De acordo com Maluf, os empenhos para os prestadores de serviços, além do pagamento de três URVs (Unidade Real de Valor) atrasadas dos servidores comprometem o dinheiro que a Casa tem atualmente em caixa. Como exemplo, o presidente da Assembleia citou o caso dos URVs dos inativos, que somam quase R$ 8 milhões. “Não é só com os servidores que temos compromisso. Se não houver repasse, não temos como tocar a Assembleia. Fizemos a nossa parte e economizamos R$ 100 milhões em dois anos. Acredito que os deputados podem se orgulhar das economias que conseguimos. Devolvemos R$ 20 milhões e assumimos repasse dos inativos. Agora temos que aguardar os repasses. Se eles não vierem, vamos pagar esta fatura de qualquer forma, nem que seja pegando dinheiro emprestado”, afirmou Guilherme Maluf.

O presidente da Assembleia Legislativa afirmou que os salários devem ser pagos até o dia 10 dos meses subsequentes ao trabalhado. Ele afirmou que acredita nas dificuldades do Governo do Estado e que assim que a situação se normalizar, voltará o pagamento dos salários no último dia útil do mês trabalhado.

Maluf, inclusive, falou que discutirá a situação dos servidores do Legislativo com os deputados estaduais. Ele convocou uma reunião do Colégio de Líderes na manhã desta quarta-feira para explanar sobre a situação.

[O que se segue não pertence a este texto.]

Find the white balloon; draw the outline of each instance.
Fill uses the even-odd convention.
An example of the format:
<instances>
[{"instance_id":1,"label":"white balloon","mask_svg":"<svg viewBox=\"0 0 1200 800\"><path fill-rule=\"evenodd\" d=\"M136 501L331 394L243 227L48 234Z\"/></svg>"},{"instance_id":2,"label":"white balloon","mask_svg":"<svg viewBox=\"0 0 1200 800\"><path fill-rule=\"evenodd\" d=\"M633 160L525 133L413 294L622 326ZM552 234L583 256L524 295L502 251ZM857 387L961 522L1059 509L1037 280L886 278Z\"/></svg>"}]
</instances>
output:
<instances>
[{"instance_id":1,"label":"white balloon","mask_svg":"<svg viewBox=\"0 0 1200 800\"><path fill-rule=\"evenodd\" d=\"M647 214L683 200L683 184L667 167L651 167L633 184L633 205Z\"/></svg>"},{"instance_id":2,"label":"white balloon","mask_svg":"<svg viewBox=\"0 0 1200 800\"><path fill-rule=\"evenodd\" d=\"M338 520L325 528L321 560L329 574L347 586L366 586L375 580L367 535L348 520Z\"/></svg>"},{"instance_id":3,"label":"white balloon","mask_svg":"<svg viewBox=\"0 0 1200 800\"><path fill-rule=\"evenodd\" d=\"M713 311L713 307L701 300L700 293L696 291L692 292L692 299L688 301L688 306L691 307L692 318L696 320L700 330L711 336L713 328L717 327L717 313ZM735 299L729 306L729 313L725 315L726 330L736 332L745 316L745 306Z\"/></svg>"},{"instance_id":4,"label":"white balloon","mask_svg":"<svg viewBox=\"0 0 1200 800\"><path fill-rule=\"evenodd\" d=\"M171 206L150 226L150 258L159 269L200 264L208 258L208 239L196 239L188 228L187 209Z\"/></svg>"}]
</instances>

Os poderes Legislativo, Judiciário, Ministério Público e Tribunal de Contas tem cerca de R$ 300 milhões para receber em duodécimos atrasados não repassados pelo Executivo. “Os servidores podem ficar tranquilos que irão receber seus salários, talvez até antes do dia 10. Vou chamar os deputados e eles que tomem alguma decisão que julgarem importante. Não tem segredo nenhum. Tudo que nós temos é público e não estamos escondendo nada. Demos nossa colaboração e agora precisamos ter uma programação destes repasses. O Governo ficou de fazer até o quarto dia útil. Não é só com os servidores que temos compromisso. Se não houver repasse, não temos como tocar a Assembleia.”, pontuou.